PROJECTS > Songs of All Other Birds

Songs of All Other Birds is a four-part series, the first volume of which, Snakes, was released June 11, 2020. It is available for purchase through the Shop button on this website. It is also available on Amazon and at McIntyre's Books in Fearrington Village, NC, and it will soon be available at The Regulator Bookshop in Durham.

The project is series of linked experimental novels which combine text, image and design elements. The series has two narrators, signalled by different fonts and layout. Hanna Zielinski tells a more straight-forward fictional story, of a woman in an unhappy marriage who is unfaithful to her husband while working as a Russian translator at a Soviet-American joint-venture conference. The other narration is from an unnamed framing story-teller "N.,"who is both a neighbor to Hanna and oddly omniscient, and who deploys other texts, images and quotes in her efforts to untangle both her own and Hanna’s story. She includes pages from a diary she kept as a child, and from a journal she is keeping in the present, in which her husband Alan and daughter Elizabeth figure prominently. N. is a graduate student whose dissertation is eluding her.

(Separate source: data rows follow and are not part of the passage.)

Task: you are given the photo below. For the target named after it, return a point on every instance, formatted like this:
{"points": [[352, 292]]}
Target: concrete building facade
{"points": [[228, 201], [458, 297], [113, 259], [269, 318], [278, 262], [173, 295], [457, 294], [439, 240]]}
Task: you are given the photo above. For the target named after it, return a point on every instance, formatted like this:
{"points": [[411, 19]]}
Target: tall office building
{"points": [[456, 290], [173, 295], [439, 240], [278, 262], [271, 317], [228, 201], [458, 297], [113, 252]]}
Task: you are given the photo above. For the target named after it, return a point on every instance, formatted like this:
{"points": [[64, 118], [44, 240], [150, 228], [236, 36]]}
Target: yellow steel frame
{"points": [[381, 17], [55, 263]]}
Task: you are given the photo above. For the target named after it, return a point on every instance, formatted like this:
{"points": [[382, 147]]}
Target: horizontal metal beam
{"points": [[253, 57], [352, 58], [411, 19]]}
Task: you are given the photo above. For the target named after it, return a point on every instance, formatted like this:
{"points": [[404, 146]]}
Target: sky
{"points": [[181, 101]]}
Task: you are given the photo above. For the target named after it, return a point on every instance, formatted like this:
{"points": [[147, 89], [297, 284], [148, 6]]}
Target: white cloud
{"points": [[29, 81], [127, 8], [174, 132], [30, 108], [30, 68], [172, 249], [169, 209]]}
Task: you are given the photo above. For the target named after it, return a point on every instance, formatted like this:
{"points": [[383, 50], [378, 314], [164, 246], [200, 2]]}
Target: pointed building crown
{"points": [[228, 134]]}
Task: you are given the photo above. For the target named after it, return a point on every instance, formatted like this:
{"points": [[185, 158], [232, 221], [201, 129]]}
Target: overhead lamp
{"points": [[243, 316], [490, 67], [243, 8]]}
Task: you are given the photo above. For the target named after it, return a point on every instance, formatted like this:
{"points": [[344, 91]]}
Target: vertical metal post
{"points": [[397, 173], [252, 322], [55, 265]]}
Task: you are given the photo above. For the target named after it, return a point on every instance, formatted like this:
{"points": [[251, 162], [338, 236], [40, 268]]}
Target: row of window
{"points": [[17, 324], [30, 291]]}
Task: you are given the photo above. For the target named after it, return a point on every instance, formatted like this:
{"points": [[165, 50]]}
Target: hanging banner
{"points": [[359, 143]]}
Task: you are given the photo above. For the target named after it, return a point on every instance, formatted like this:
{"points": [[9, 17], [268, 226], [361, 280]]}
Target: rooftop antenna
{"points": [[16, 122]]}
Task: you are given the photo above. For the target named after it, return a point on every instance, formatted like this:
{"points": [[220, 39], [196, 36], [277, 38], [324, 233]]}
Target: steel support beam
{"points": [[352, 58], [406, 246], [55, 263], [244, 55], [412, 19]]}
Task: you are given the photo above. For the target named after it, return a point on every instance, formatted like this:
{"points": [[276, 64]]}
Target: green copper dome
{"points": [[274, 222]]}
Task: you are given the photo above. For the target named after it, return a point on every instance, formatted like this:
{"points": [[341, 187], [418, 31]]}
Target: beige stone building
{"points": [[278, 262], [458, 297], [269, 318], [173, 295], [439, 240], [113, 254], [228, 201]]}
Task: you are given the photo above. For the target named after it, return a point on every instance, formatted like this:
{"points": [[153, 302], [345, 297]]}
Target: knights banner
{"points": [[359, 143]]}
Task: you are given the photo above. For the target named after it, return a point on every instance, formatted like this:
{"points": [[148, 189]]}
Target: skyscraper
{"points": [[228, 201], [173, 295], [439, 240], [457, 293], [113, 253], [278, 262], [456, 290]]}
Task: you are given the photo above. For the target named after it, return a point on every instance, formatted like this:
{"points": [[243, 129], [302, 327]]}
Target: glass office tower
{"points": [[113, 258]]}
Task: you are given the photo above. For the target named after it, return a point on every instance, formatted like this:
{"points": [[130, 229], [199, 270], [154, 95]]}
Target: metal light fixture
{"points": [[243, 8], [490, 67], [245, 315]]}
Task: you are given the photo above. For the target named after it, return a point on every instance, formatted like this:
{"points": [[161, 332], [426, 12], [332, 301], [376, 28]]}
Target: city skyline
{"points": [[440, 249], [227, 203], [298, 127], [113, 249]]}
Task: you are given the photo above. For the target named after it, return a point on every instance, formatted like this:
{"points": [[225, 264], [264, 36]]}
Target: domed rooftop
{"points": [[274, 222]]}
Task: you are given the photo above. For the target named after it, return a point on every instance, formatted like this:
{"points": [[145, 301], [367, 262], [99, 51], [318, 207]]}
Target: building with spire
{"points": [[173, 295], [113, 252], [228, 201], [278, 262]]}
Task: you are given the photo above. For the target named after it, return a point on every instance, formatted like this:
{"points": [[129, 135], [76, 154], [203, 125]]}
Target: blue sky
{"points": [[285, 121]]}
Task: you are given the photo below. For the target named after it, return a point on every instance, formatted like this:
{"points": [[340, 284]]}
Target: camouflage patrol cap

The juxtapositions of disparate material, along with the patterns and linkages produced by both narrators' experiences and preoccupations, attempt to represent the contradictory emotions and full experience of the protagonists as they slip and slide through their lives. One of the project's conceits is that any material that is translated into English is given in its original language as well, adding to the interest and complexity of the pages. The novel is a different vehicle than N's failed dissertation, but is relatedly interested in a critical/philosophical/artistic quest to find a way through the dark woods and thickets of mid-life.

The working titles of the three other series volumes are Traverse (volume 2), Seaweed (volume 3) and the Appendix (volume 4), Cabinet of Curiosities.

Note: this project was originally titled Chicago: a commonplace novel, and an except from an earlier version was published in the online journal Blackbird in 2007.